I have tried a fair few batches of kimchi, and I have never been too keen on excessive, complicated flavours in the paste. I like my kimchi paste to be a little bit acidic, very garlicky and spicy, and very very smelly… the good kinda fermented kimchi smelly. Kimchi has a reputation for attracting flies, and this is defiantly down to the fermented/fishy smell. I know it doesn't sound all to attractive, but this is what gives the pickle its distinctive aroma. So to keep things simple, I blitzed up one onion, six gloves of garlic, one inch of ginger, two small skinned apples, 8 generous tbsp of fish sauce, 1 tbsp of sugar and a pinch of salt, 6 heaped tbsp of red pepper powder and 8 heaped tbsp of Gouchujang or red pepper paste. Kimchi recipes normally calls for just red pepper powder, but I also used a ready made paste, which is a mixture of fermented soya, rice and red pepper powder. My reasoning for this is simply to speed up the fermentation process. I’m not sure how it will effect the kimchi in the long run, but I don't think it’ll make too much of a difference. I like the taste of Gouchujang as well, so I doubt it will ruin the flavour too much. A final tasting before jarring is crucial. Be warned, you ay be left with a raw/hot taste in your mouth for the rest of the day. The Koreans have a saying, that after a meal, your guests should be sweating and burping… so I made sure to make my kimchi really hot!

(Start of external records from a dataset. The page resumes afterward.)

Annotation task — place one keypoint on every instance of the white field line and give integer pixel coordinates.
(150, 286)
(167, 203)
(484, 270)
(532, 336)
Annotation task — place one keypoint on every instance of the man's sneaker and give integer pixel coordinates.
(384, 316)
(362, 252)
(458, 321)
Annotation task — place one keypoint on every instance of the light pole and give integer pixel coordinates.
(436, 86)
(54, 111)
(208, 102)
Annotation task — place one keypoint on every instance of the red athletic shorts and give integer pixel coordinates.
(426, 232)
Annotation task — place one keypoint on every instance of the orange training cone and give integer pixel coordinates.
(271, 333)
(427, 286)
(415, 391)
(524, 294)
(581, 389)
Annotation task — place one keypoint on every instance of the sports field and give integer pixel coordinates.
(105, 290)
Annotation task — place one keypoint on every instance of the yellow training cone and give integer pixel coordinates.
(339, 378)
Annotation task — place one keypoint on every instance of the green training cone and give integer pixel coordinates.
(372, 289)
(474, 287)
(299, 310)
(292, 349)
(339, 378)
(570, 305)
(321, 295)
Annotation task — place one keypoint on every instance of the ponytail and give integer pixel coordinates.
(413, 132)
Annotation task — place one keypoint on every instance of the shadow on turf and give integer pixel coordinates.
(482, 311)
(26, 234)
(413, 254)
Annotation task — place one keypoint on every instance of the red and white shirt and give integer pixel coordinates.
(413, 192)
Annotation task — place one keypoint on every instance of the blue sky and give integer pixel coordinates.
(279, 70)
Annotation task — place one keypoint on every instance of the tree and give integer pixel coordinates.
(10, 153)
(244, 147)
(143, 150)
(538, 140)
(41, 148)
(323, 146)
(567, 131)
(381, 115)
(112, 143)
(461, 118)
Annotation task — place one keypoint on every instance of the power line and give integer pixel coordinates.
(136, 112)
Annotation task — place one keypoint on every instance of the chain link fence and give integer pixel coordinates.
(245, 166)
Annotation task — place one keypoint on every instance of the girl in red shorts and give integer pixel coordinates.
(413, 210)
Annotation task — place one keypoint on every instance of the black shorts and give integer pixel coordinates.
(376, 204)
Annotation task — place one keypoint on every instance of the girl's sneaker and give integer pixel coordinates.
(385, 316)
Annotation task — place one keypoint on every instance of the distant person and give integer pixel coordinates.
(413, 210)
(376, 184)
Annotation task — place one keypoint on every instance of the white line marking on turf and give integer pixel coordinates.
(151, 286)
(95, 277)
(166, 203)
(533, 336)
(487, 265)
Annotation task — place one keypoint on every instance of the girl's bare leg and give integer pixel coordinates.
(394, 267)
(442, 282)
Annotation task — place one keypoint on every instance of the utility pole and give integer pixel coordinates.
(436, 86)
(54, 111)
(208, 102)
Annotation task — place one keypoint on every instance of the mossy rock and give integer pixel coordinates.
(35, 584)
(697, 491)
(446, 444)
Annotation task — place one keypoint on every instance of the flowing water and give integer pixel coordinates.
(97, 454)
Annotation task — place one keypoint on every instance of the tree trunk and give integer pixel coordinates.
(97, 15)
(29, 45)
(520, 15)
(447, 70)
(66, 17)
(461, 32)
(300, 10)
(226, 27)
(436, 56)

So my spicy pickled cabbage, jarred and stored in the fridge, is left to ferment till it smells bad enough to eat. How to tell if your kimchi is fermenting successfully? Open the jar a few days into the fermenting process and you should notice bubbles in the red sauce. I could eat the it straight away, but I think I’ll test my patients and wait for a week at least. Kimchi can last up to a year in the fridge. The older the kimchi is, the more sour it tastes. Old kimchi is ideal for soups, stir-frying with rice or noodles, simply eaten as an accompliment to a main meal, or even on a toasted, buttered slice. Stir frying kimchi before using it in cooking brings out more flavour, just like when making a stock. I’ll will update on how it turns out and if its good to use will use it to make Kimchi Jigae… fingers and toes crossed.